Assassin’s Creed III: Liberation HD
PC, PlayStation 3, Xbox 360—January 14
While Ubisoft has certainly made their share of missteps with the Assassin’s Creed series, they’ve also done a whole lot of right. Assassin’s Creed IV: Black Flag, not content to merely be a kick-ass pirate adventure, recently introduced an add-on story called “Freedom Cry.” In this expansion, your character’s first mate, the freed slave Adéwalé, kills his way through the slavery-plagued Caribbean of the early 18th century. And now Ubisoft is further rupturing the omnipresent boring white male hero paradigm by bringing the previous installment’s PlayStation Vita side game, Assassin’s Creed III: Liberation, to consoles and PCs. Not only is the hero of this one a person of color, but she is also, as you may have guessed from my judicious use of pronoun, a woman. Welcome to the world of tomorrow, today, video games.

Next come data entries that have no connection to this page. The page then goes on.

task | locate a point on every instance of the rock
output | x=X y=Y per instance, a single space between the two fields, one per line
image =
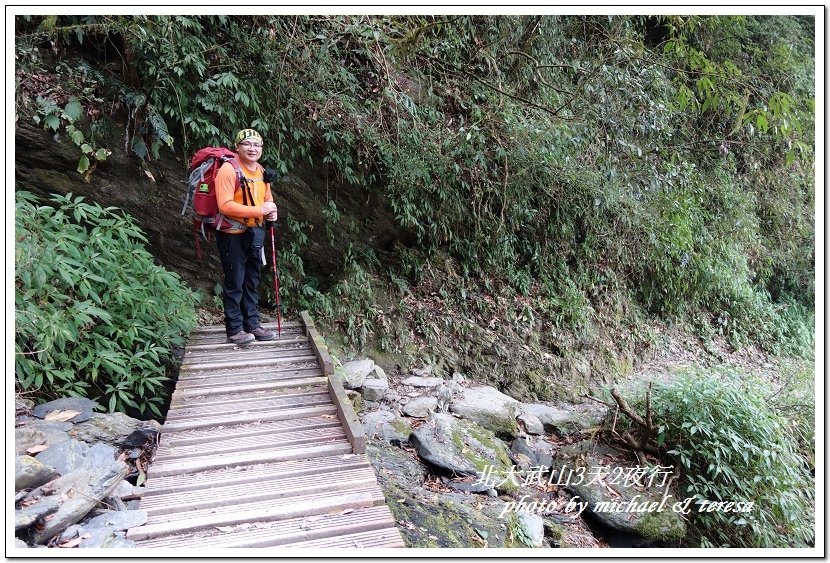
x=386 y=426
x=96 y=538
x=354 y=374
x=460 y=447
x=377 y=373
x=490 y=408
x=425 y=371
x=533 y=526
x=118 y=520
x=23 y=520
x=423 y=381
x=111 y=428
x=30 y=473
x=420 y=407
x=631 y=508
x=40 y=433
x=532 y=425
x=75 y=495
x=554 y=420
x=374 y=389
x=65 y=457
x=474 y=487
x=84 y=406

Dragon Ball Z: Battle Of Z
PlayStation 3, PlayStation Vita, Xbox 360—January 28
This latest in a near-infinite line of Dragon Ball Z video games pits all of the major fighters, in all of their iterations and elaborate hairstyles, against one another in an all-out melee with up to eight players at a time. But it’s basically all of the same fighters we see in every game, so maybe—if only for variety’s sake—it’s past time to recognize the show’s secondary characters, the ones that never made it into one of these games because they lack martial ability and monochromatic follicles. There’s Gregory, King Kai’s bumblebee butler. And let’s not forget Yajirobe, the fat and lazy samurai who never battles anything more terrifying than a cheeseburger. What about the replacement Ginyu Force members whose pathetic fighting poses were an insult to that organization’s long and illustrious history? Apparently I’m all about inclusiveness these days.
Chibi-Robo! Photo Finder
Nintendo 3DS—January 9
After a notoriously sluggish few years, Nintendo has rallied in recent months with the release of the wonderful The Legend Of Zelda: A Link Between Worlds on the 3DS, along with Wind Waker HD and Super Mario 3D World on the Wii U. The publisher has saddled up its prized series and ridden them back into the land of relevance. And now, Nintendo appears to be going for the console wars knockout blow with the unleashing of its ultimate sales juggernaut, Chibi-Robo!. Game over.
Broken Age, Part 1
PC—January
The first half of the Kickstarter-funded labor of love by Tim Schafer and Double Fine will allegedly be released this month. Assuming that comes to pass, it might officially be time to recognize—in light of this and games like Kentucky Route Zero and Telltale’s The Walking Dead—the adventure game’s return to digital prominence. Look out, Call Of Duty. Screen-clicking is in the ascendant.